Technical Advisory: Pulse Connect Secure – RCE via Uncontrolled Gzip Extraction (CVE-2020-8260)
Vendor: Pulse Secure
Vendor URL: https://www.pulsesecure.net/
Versions affected: Pulse Connect Secure (PCS) 9.1Rx or below
Systems Affected: Pulse Connect Secure (PCS) Appliances
CVE Identifier: CVE-2020-8260
Advisory URL: https://kb.pulsesecure.net/articles/Pulse_Security_Advisories/SA44601
Risk: 7.2 High CVSS:3.0/AV:N/AC:L/PR:H/UI:N/S:U/C:H/I:H/A:H
Richard Warren - richard.warren[at]nccgroup[dot]com
David Cash – david.cash[at]nccgroup[dot]com
The Pulse Connect Secure appliance suffers from an uncontrolled gzip extraction vulnerability which allows an attacker to overwrite arbitrary files, resulting in Remote Code Execution as root.
Successful exploitation by an authenticated administrator results in Remote Code Execution on the underlying Operating System with root privileges. An attacker with such access will be able to circumvent any restrictions enforced via the web application, as well as remount the filesystem, allowing them to create a persistent backdoor, extract and decrypt credentials, or pivot into the internal network.
PCS allows administrative users to import and export archived configurations via the
/dana-admin/cached/config/import.cgi CGI script. These configurations are compressed using gzip and encrypted using a hardcoded key. The user can then download the encrypted configuration file for later restoration.

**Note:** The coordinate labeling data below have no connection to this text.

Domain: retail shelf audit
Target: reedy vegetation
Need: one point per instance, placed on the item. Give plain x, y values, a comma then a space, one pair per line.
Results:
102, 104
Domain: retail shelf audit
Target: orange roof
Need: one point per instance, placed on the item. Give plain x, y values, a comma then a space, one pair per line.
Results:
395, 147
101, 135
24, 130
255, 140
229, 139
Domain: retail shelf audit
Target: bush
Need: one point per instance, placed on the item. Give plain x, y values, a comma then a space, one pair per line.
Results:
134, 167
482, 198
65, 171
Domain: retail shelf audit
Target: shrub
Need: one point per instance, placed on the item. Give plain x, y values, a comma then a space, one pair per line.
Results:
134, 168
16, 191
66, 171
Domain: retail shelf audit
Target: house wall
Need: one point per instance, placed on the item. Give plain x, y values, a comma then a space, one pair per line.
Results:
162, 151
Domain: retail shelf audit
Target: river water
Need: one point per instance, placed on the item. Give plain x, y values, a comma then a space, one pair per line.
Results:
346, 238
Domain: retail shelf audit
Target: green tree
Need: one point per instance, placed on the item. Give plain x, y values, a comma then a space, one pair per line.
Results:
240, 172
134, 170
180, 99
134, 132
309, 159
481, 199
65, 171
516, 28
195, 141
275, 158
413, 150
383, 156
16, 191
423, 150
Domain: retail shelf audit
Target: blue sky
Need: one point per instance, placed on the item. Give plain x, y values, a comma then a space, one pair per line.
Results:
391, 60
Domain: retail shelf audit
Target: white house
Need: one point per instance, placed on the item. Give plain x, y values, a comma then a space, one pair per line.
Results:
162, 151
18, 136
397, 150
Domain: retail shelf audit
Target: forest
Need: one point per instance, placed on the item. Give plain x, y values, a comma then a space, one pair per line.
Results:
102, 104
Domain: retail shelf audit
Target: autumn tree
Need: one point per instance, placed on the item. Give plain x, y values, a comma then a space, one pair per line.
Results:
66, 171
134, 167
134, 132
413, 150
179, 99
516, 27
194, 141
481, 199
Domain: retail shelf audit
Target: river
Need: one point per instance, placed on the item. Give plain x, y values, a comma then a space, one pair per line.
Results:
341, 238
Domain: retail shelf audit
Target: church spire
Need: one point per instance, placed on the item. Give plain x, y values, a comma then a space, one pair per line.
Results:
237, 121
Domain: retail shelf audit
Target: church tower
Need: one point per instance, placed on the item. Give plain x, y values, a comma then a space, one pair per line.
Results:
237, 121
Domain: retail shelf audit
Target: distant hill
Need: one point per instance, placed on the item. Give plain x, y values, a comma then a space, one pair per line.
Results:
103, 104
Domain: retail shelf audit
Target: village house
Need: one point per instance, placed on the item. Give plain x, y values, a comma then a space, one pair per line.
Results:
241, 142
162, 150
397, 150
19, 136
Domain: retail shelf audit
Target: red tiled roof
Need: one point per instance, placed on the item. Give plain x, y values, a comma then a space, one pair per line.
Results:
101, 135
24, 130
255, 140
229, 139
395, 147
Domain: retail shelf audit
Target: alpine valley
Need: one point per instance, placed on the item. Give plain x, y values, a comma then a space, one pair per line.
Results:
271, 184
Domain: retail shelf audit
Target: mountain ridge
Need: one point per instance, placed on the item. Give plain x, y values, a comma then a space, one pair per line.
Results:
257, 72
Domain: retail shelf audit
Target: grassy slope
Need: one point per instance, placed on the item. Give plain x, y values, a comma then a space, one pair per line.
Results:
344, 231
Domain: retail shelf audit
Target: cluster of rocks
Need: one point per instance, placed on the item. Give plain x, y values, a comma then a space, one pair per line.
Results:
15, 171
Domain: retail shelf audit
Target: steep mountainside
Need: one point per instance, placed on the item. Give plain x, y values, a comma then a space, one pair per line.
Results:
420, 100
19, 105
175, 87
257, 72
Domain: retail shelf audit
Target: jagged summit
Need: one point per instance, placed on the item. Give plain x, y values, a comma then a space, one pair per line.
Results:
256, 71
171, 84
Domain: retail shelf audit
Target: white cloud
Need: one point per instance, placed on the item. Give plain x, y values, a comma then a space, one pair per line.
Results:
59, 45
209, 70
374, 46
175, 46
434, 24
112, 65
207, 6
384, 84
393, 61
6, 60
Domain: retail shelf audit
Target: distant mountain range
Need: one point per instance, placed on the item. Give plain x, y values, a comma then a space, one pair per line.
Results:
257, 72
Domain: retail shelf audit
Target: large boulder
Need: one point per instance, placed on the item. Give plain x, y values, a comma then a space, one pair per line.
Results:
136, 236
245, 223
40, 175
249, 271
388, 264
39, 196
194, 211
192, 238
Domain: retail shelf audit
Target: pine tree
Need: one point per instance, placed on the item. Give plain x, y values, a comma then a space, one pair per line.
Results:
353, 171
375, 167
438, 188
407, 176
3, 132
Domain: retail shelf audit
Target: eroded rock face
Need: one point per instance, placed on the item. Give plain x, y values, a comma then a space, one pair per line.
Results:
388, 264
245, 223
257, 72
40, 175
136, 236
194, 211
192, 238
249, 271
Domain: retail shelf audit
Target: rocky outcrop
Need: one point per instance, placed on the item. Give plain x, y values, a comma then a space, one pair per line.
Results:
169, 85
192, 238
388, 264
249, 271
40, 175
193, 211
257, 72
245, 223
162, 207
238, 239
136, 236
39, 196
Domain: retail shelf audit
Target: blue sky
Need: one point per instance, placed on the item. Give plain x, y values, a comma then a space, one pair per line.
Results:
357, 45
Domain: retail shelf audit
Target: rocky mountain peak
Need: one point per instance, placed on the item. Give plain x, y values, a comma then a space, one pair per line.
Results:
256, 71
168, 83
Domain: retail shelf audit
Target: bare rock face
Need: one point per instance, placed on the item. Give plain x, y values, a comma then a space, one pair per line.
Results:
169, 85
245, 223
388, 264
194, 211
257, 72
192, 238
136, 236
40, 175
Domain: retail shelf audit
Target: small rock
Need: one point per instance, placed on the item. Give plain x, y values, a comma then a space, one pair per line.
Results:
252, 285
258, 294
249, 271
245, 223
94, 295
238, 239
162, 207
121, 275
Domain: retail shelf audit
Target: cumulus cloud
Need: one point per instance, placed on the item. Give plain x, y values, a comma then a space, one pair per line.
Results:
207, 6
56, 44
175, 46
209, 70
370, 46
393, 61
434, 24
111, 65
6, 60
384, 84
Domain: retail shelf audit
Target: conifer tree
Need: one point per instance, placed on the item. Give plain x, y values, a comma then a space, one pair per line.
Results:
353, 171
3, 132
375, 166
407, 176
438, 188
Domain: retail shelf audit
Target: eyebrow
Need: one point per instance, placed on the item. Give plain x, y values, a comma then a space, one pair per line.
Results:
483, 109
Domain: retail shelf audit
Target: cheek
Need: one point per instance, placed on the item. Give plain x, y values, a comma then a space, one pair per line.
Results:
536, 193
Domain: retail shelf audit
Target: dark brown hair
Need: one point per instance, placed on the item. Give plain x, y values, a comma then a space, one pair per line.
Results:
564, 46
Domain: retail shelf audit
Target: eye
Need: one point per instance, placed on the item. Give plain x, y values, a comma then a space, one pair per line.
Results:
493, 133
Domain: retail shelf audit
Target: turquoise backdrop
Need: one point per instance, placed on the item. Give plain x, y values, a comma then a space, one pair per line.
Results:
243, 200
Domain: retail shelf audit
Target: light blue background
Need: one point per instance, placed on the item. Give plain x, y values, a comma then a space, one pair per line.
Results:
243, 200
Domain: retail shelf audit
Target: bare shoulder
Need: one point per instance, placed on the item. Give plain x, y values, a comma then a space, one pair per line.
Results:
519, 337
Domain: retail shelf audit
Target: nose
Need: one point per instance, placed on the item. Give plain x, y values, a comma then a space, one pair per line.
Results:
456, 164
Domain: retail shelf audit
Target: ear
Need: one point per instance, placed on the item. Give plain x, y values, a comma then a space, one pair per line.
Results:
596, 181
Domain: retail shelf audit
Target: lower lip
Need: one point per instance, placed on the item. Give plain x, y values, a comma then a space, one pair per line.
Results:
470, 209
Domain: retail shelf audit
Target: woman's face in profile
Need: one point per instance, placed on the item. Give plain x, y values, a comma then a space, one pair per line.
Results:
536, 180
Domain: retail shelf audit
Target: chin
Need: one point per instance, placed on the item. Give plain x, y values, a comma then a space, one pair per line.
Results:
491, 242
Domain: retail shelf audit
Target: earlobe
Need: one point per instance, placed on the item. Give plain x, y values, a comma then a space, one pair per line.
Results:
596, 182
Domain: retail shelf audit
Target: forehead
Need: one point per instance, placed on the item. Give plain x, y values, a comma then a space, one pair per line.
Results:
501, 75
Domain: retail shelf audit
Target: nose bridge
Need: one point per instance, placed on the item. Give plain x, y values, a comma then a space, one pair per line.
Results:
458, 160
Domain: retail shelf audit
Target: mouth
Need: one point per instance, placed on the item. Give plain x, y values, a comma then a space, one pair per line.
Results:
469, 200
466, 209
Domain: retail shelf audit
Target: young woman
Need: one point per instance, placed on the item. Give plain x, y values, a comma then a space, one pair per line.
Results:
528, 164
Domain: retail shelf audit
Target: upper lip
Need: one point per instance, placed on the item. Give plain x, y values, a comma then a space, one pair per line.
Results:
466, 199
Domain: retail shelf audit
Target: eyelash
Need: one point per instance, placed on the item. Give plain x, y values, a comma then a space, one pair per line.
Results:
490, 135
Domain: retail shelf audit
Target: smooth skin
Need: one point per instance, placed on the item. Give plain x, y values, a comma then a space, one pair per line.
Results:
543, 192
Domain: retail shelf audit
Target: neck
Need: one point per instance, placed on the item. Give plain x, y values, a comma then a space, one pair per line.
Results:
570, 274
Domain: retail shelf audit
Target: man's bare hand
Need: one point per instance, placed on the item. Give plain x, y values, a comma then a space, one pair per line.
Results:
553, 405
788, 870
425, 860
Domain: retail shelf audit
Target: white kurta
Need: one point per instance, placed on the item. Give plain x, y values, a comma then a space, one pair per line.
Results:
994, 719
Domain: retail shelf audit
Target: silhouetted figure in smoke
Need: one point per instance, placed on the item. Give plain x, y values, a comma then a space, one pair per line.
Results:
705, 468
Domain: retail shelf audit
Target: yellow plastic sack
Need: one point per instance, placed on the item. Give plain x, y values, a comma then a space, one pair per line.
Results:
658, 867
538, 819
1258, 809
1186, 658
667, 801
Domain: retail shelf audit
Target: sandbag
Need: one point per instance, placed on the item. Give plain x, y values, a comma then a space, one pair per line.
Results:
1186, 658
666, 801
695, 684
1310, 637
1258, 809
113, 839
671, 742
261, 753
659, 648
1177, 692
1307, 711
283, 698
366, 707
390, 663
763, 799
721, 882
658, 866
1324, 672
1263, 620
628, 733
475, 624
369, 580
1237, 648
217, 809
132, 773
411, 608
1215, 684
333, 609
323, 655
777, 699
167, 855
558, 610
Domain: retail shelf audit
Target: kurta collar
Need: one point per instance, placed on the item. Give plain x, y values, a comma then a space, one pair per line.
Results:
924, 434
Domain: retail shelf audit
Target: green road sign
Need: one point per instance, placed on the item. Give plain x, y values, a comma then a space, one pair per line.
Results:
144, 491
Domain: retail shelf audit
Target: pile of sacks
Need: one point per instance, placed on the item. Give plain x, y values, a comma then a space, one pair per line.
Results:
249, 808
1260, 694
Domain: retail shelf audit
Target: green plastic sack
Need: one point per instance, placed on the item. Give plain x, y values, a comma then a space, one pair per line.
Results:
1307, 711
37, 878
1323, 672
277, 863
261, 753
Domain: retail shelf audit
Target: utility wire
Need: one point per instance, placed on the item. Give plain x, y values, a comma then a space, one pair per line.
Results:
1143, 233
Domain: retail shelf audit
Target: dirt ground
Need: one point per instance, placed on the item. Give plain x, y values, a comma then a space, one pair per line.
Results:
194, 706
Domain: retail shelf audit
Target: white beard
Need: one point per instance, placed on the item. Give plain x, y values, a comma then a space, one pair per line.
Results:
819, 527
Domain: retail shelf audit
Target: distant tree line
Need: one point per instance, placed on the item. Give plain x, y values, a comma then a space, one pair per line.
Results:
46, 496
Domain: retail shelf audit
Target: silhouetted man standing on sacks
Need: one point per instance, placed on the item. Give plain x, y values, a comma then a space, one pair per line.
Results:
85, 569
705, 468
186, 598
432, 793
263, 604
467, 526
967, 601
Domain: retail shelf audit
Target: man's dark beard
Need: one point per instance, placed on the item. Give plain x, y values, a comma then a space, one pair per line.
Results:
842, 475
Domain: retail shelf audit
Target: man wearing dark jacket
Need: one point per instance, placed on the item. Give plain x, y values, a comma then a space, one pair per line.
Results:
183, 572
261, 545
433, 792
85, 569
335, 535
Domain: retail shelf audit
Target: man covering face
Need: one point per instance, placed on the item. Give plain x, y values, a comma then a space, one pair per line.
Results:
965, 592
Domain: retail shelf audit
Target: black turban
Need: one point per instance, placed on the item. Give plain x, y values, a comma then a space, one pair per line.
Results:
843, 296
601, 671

During the restoration process, the user-supplied (previously exported) configuration file is decrypted using the
configdecrypt binary. After decryption, the file is unpacked using tar. The following command is used to extract the configuration files from the decrypted archive:
tar -C $path -xzf $path/config.exp --strip=1 >/dev/null 2> 1
No restriction on what files are extracted is carried out, other than that the file(s) will be extracted into the directory specified by
$path. On systems before PCS 9.1R4.0, the
$path variable was set to
/home/runtime/ meaning that any file on the (read-write mounted) data partition could be overwritten. On later systems this was changed to
/home/runtime/tmp/ meaning that only files within the
tmp directory could be overwritten. However, in both cases this is enough to achieve code execution.
Proof of Concept(s)
On systems before PCS 9.1R4, it was possible to overwrite any file on the
/home/runtime/ partition. Although this partition does not contain any executable binaries (these are instead stored on the readonly partition), we identified a few ways in which code execution could be triggered.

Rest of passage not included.